Yulong Yin is a member of the Chinese Academy of Engineering, and a researcher at the Institute of Subtropical Agriculture and the Tianjin Institute of Industrial Biotechnology, both of the Chinese Academy of Sciences. He leads a team of more than 50 researchers and has spent eight years studying the molecular mechanisms behind piglet diarrhoea. Here he explains the development of key technologies and a range of feed products that can reduce its incidence.
Yulong Yin, a member of the Chinese Academy of Engineering.Credit: Chinese Academy of Engineering
Piglet diarrhoea causes up to 70% of mortality in pig production. Piglets, especially during weaning, face stressors related to their living environment, social interactions, and dietary habits. Because their digestive systems are underdeveloped, they are more sensitive to a diet with a high protein level and non-starch polysaccharides — a type of carbohydrate. Nutritional imbalance results in diarrhoea, and weakens the piglets’ immune system.
Historically, high levels of antibiotics, copper, and zinc were used to mask the effects of poor nutrition on piglet diarrhoea. However, with the current ban on antibiotics in China and the trend toward reducing trace mineral supplements, piglets have become more sensitive to the nutritional makeup of their feed. Intestinal diseases and diarrhoea caused by nutritional deficiencies or imbalances are now major challenges on pig farms.
What are some of your team’s observations?
Our investigation began with a question — how does diarrhoea occur and persist? To find out, we systematically examined the impact of various compositions of pig feed on intestinal health and piglet diarrhoea, all within the context of an antibiotic-free diet. Identifying key nutrients that induce diarrhoea presented us with a significant challenge. We had to screen dozens of nutrients, one by one, through rigorous animal testing and find out what amounts elicited a diarrhetic effect.
We have identified crucial factors, including iron deficiency during the suckling period, electrolyte imbalances, niacin deficiency, folic acid deficiency and high protein intake. Interestingly, these factors are also associated with changes in the colonial microbial composition of weaning pigs, specifically the increased abundance of bacteria Firmicutes, and decreased levels of Bacteroidetes. Upon further examination of piglets fed with different diets, we uncovered the intricate interplay between nutrients, microbiota and hosts, which may underpin the development of diarrhoea. Overload of undigested nutrients reaching the hindgut or malnutrition induced intestinal damage may both cause imbalanced microbial populations in the gut.
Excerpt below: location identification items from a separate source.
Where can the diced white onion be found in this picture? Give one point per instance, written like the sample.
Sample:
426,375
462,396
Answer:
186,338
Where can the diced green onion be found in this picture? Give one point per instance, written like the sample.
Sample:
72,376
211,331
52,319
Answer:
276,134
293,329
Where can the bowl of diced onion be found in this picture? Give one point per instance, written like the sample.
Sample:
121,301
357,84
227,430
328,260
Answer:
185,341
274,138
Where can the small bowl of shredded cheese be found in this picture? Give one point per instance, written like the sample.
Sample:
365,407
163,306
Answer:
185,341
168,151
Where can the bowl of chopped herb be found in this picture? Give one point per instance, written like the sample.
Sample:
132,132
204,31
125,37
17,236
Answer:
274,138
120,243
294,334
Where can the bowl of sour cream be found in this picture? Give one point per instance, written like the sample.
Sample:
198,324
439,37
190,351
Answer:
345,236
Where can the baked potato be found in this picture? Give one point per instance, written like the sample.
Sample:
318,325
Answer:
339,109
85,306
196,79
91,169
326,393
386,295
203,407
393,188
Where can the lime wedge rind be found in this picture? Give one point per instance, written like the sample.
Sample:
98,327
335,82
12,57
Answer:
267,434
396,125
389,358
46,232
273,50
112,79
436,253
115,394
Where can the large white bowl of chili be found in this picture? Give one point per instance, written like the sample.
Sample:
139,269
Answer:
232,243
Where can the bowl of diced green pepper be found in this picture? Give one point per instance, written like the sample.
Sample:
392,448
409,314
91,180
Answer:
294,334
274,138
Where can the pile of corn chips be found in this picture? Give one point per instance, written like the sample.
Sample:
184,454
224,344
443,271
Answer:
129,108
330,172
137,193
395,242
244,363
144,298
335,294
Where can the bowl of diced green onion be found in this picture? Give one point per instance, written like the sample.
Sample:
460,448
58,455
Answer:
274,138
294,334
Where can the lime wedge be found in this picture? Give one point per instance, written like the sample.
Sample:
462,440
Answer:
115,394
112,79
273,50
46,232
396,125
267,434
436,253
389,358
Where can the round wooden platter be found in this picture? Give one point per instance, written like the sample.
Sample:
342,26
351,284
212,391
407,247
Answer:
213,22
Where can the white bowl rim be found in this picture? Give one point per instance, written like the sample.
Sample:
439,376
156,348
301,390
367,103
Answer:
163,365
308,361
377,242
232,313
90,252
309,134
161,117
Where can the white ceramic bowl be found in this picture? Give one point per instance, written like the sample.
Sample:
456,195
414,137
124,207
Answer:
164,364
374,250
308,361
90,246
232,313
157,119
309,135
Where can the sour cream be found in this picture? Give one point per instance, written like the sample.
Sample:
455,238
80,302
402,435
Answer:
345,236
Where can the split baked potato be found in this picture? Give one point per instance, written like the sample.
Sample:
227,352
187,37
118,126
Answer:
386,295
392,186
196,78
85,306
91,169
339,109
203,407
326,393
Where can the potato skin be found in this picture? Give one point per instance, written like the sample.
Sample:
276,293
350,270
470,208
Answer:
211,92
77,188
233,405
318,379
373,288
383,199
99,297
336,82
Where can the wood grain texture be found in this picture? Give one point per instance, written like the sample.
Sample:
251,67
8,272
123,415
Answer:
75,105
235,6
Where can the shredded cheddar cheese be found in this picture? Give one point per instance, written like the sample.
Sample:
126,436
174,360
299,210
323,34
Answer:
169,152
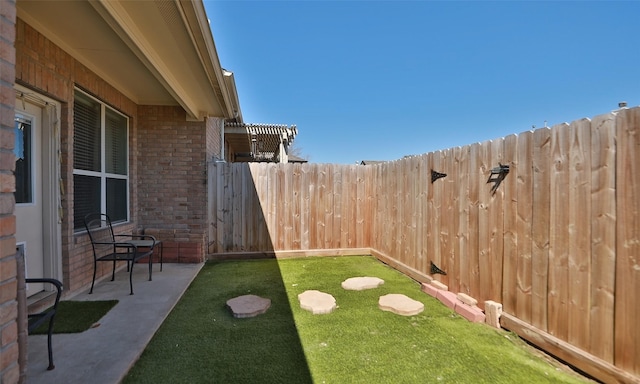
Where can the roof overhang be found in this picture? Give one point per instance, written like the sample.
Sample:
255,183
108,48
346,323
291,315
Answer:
154,52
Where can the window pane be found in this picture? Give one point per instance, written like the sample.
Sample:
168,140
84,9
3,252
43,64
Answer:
115,143
22,151
86,133
117,199
86,198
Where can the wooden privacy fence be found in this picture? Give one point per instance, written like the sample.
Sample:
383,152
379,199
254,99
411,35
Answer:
558,243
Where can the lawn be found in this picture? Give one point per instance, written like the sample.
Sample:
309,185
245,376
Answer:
201,342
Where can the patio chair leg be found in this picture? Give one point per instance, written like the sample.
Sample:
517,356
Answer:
94,276
131,279
150,265
49,346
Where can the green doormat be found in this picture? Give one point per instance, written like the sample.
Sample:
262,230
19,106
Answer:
77,316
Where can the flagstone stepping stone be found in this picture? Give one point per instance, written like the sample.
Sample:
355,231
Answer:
361,283
248,306
400,304
317,302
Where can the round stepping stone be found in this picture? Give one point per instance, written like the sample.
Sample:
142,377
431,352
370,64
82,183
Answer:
400,304
361,283
248,306
317,302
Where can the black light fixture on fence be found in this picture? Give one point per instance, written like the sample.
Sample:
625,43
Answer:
497,175
435,269
436,175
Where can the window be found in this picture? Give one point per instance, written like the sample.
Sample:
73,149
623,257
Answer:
100,160
23,151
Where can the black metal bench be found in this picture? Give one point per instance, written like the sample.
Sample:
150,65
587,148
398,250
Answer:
107,248
37,319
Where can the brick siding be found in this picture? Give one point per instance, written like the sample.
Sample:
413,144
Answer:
10,368
173,180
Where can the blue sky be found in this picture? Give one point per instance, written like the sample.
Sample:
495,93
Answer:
379,80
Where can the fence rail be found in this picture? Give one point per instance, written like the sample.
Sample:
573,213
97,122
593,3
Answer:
558,243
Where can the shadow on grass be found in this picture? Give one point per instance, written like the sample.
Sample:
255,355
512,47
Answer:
201,341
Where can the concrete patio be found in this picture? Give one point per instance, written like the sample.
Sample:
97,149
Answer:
105,353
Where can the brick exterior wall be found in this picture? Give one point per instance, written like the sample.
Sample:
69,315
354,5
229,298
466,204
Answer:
214,138
173,181
10,369
55,75
168,157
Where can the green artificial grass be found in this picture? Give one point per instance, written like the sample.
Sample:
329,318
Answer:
201,342
76,316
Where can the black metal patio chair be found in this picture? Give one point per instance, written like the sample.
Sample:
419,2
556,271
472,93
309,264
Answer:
37,319
108,246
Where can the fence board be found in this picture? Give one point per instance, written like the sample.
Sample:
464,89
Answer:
540,228
474,185
452,219
579,202
510,240
603,216
462,179
524,225
436,215
485,224
627,307
420,193
558,273
496,219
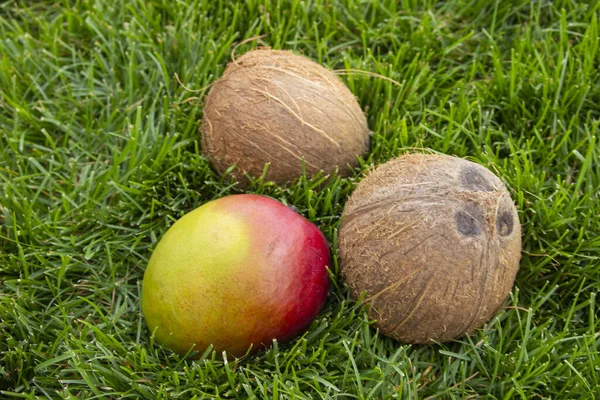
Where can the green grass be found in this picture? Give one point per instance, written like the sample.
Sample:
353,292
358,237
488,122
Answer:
99,155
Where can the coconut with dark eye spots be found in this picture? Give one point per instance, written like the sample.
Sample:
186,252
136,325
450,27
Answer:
280,108
435,242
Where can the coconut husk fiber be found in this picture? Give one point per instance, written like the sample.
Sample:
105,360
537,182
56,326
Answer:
434,244
276,107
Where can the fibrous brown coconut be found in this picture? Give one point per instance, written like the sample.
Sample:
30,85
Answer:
277,107
435,242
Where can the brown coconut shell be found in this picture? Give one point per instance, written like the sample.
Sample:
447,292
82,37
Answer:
276,107
435,242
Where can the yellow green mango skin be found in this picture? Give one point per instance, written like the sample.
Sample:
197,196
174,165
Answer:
236,272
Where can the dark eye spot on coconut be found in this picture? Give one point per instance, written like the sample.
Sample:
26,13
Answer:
471,179
467,224
505,223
It is this so-called ‘microbial dysbiosis’ that further leads to intestinal inflammation and piglet diarrhoea.
Through use of nutritional stress-induced models of piglet diarrhoea, we were able to identify key pathways involved in the development of this condition. For example, high protein diets serve as a stressor that activates the canonical inflammation pathway, known as NF-κB signalling. Additionally, we discovered that the AMPK/α-ketoglutarate axis, which governs cell energy balance, plays a crucial role in regulating intestinal water and ion balance. When disrupted, this axis can lead to impaired intestinal function.
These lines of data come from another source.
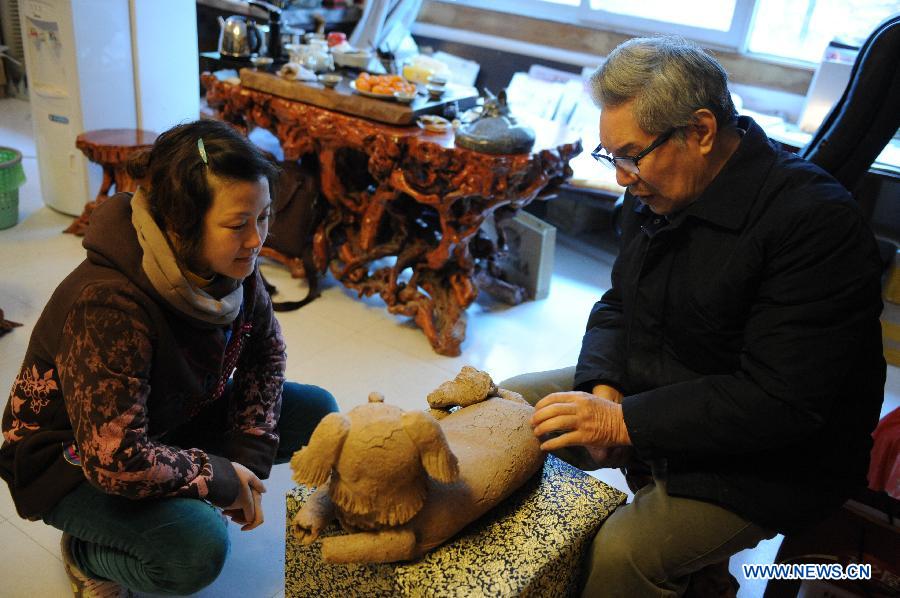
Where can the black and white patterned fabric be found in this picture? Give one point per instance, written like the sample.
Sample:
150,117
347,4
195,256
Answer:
532,544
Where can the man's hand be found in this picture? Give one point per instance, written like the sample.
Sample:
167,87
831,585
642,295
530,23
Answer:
607,392
247,507
582,418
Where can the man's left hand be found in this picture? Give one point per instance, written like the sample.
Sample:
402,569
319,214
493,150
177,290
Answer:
583,420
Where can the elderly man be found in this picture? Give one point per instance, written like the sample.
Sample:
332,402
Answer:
735,366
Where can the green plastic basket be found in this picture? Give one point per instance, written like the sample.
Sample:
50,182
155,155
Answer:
12,176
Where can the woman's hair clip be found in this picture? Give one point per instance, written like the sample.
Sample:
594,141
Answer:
202,149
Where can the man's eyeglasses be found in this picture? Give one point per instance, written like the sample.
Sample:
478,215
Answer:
629,163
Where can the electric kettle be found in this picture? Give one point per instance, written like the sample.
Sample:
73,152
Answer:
239,38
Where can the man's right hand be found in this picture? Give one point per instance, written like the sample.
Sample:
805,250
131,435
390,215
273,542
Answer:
609,457
247,507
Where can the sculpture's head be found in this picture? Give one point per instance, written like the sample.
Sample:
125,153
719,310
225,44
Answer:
377,459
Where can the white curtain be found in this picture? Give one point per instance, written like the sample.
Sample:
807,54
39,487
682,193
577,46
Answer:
385,25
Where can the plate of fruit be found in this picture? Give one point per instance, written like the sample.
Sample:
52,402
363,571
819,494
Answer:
383,87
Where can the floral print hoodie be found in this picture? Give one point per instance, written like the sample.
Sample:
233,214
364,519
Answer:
115,366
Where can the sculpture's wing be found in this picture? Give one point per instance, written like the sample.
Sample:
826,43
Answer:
312,464
437,458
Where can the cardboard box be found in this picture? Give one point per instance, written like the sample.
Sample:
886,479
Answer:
528,261
533,544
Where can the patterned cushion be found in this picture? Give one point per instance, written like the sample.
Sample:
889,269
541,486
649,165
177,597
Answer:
533,543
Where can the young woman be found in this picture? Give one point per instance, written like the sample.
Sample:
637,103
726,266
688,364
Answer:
152,396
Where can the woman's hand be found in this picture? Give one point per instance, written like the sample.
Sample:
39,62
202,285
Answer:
247,507
579,419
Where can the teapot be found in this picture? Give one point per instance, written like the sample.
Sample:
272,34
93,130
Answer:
239,38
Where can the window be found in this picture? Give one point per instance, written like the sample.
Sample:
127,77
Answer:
787,29
801,29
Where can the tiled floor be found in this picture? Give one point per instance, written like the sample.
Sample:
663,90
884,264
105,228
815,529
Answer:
347,345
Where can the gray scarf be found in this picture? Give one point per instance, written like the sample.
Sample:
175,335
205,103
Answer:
164,272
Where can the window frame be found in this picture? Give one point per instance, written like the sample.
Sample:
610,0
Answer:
734,40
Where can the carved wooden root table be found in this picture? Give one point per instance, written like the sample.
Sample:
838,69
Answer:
400,192
111,149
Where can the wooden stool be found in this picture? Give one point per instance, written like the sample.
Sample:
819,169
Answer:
534,543
111,149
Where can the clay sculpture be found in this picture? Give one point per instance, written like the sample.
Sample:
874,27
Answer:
401,483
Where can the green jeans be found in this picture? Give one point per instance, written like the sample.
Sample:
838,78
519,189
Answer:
651,546
172,545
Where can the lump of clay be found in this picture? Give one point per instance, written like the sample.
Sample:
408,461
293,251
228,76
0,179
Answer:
402,483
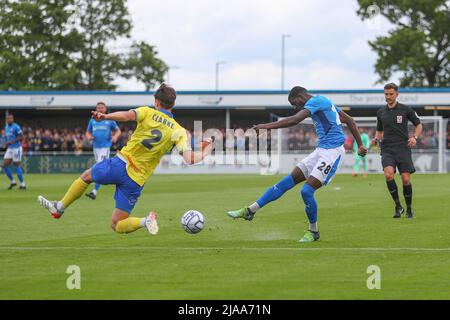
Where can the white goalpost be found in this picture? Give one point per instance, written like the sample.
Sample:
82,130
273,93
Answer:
429,156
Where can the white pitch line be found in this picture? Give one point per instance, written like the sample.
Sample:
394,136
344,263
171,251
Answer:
219,248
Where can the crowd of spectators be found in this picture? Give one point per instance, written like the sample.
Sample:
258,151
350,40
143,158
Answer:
60,140
298,139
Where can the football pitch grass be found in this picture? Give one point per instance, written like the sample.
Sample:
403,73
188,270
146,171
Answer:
229,259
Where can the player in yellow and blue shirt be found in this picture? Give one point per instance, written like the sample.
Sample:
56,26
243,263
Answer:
157,132
13,152
102,134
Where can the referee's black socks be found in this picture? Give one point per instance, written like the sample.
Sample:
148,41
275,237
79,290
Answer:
392,186
407,192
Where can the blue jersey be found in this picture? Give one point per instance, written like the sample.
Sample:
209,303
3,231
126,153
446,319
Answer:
327,122
101,131
12,131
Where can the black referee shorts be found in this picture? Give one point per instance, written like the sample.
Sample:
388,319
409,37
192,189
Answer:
399,157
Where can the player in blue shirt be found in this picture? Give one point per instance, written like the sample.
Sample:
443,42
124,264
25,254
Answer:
13,152
319,167
103,134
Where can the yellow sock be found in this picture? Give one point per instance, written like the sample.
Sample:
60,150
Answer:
128,225
75,191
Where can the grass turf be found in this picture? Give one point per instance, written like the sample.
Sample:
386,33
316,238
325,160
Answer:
228,259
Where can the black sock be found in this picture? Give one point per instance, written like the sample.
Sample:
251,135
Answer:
407,192
392,186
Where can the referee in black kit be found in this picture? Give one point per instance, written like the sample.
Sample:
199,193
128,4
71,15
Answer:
395,143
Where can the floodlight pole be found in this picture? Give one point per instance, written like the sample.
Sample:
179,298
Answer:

What technologies have you developed?
Long-term and high-dose use of multiple types of antibiotics can lead to antibiotic resistance, compromised animal immune function, residual antibiotics in pork which may be transmitted to humans through the food chain and environmental pollution. Our knowledge of diet-microbe-host interactions and key molecular pathways allow us to develop more sustainable and ecological-friendly technologies. These include improving digestion and absorption in the small intestine by using amino acids and their derivative metabolites, functional fatty acids, and betaine; reshaping of the intestinal microbiome through probiotics such as Pediococcus pentosaceus and Bacillus subtilis; and suppressing the intestinal inflammatory responses using γ-aminobutyric acid, melatonin (tryptophan-related metabolite), and plant extracts. The feed additives and feed products transformed by our technology have reduced piglet diarrhoea incidence by 25–30%.
Besides nutritional science, what else are you focusing on?
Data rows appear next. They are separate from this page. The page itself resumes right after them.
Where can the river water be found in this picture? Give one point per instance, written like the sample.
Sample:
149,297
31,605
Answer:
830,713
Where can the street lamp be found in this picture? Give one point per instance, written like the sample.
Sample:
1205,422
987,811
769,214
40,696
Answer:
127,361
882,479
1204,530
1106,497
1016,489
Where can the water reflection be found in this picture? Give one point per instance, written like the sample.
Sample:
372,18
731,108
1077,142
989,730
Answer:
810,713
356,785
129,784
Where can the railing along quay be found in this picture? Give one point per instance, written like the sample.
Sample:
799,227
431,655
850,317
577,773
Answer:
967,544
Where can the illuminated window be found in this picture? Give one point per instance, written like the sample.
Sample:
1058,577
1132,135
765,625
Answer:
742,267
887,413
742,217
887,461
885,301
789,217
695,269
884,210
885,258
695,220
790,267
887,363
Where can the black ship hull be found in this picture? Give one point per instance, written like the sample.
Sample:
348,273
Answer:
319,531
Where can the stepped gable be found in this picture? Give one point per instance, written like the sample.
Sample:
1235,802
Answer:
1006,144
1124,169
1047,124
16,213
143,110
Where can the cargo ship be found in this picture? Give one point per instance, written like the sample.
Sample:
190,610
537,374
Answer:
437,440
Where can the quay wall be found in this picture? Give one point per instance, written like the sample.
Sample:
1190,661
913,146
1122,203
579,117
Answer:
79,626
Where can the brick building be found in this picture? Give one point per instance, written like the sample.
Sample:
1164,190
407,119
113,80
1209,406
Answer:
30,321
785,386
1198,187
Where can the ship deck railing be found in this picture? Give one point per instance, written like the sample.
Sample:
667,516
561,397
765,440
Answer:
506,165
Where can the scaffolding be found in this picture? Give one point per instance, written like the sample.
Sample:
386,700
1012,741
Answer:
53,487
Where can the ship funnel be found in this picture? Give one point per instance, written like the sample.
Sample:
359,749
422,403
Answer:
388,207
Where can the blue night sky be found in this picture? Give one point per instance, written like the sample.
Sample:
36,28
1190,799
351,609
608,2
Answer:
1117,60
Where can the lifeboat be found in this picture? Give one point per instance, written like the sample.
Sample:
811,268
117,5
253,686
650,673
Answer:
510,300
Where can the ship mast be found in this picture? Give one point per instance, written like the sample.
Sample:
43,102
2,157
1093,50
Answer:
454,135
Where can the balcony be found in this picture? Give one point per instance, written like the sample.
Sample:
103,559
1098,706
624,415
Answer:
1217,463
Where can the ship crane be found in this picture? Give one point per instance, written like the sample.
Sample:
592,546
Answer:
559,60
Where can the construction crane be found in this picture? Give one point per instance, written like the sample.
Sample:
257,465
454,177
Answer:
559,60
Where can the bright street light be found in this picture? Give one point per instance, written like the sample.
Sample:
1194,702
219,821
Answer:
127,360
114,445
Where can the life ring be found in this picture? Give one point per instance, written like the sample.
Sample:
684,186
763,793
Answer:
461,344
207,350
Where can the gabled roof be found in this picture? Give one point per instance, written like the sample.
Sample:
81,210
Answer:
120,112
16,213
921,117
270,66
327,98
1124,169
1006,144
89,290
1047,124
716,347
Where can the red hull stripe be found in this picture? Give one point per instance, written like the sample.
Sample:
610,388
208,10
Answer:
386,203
China is both the world’s largest pork producer and consumer of pork products, so any technological advancement in pig farming will bring huge socio-economic benefits. However, China’s pig farming industry is still facing serious problems such as shortage of feed resources, and a high level of environmental pollution. Our team is now conducting research on pig breeding, feed utilization, ecological farming, and alternatives to antibiotics. In particular, we are focusing on utilizing local pig resources, making use of farming waste more efficiently, optimizing the breeding cycle, and using plant extracts, active plant natural products from synthetic microorganisms, and probiotics as feed additives.